Money goes to education
Georgia lawmakers are stepping up to the sports betting plate yet again. On Thursday, House Tourism and Economic Development Chairman Ron Stephens filed a bill which would legalize the pastime in the state, putting it under the control of the Georgia Lottery. Though Georgia just went “blue” in the presidential and dual Senate elections, it has long been a socially conservative state (outside of Atlanta, at least), with the lottery as the only legal form of gambling.
Revenue from sports betting would go toward the HOPE Scholarship program, which awards partial or full scholarships to eligible Georgia high school students who attend in-state colleges and universities. It has been a runaway hit since its creation in 1993, largely because of its generous awards and achievable requirements.

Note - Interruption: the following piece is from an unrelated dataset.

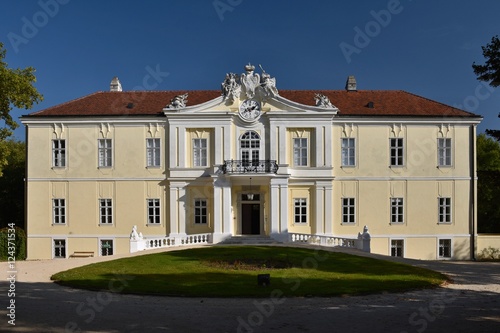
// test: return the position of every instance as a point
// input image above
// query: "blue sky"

The HOPE Scholarship is funded entirely by proceeds from the lottery, but its popularity has caused a financial strain, so much so that the eligibility requirements were tightened five years ago. Rather than just needing a 3.0 GPA (this is a simplification, but this has pretty much been the primary requirement), students must now also take a specific number of “academically rigorous” classes in high school.
The lottery also funds pre-K educational programs. It raised $1.2 billion for education in 2020.

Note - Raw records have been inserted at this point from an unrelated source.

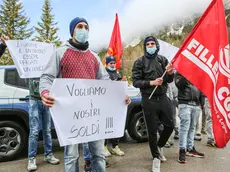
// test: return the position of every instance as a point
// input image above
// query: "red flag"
(115, 45)
(204, 60)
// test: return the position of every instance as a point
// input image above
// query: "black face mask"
(80, 46)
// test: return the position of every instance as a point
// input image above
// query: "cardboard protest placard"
(88, 110)
(30, 57)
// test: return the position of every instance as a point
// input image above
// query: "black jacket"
(114, 75)
(2, 49)
(148, 68)
(187, 92)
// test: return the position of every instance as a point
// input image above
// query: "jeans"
(209, 128)
(96, 148)
(188, 119)
(39, 113)
(115, 142)
(157, 111)
(86, 152)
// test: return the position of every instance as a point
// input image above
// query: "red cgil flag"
(204, 60)
(115, 45)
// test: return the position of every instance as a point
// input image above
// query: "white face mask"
(82, 35)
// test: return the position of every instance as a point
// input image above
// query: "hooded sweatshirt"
(70, 62)
(148, 68)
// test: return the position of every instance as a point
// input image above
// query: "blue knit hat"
(74, 23)
(110, 59)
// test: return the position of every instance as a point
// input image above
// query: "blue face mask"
(111, 69)
(82, 35)
(151, 50)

Operators will have to pay
HB 86 is a bipartisan bill, sponsored by three Democrats and three Republicans. It calls for a minimum of six sports betting licenses, though that does not mean that if there are fewer than six applicants (there won’t be), that there wouldn’t be sports betting in Georgia.
The cost for operators is fairly steep. The application fee is $50,000 and the annual licensing fee is $900,000. The bill stipulates a tax rate of 16% on adjusted gross revenue.

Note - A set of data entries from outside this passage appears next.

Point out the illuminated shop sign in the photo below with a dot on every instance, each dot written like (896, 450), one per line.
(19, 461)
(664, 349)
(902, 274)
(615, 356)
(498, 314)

Rep. Stephens told the Atlanta Journal-Constitution, “It’s anticipated to bring upward of $100 million in tax revenue. In the big scheme of things, it’s not a lot, but it’s an additional game that the lottery would offer.”
Critics think that is optimistic, but New Jersey just raked in almost $400 million for the year, so a quarter of that seems doable for a state that is top ten in population (and bigger than New Jersey).
First step in gambling expansion
Sports betting bills have been introduced in Georgia before, but none have made it very far. One hurdle is that a constitutional amendment requires a two-thirds majority in both the House and Senate, but Stephens believes this could be done via legislation that doesn’t need that many votes.
He also plans to file bills in soon to legalize casinos and horse racing, hoping to get those on a statewide ballot referendum. He believes sports betting will be the easiest, though.
“We’re putting the path of least resistance first,” Stephens said. “Then, hopefully, it would build the momentum to get the other ones through.”
The Georgia Professional Sports Integrity Alliance, composed of the Atlanta Braves, Hawks, United, and Falcons, supports the bill, as it will help fan interest and engagement. No money from sports betting would be earmarked to the teams or leagues.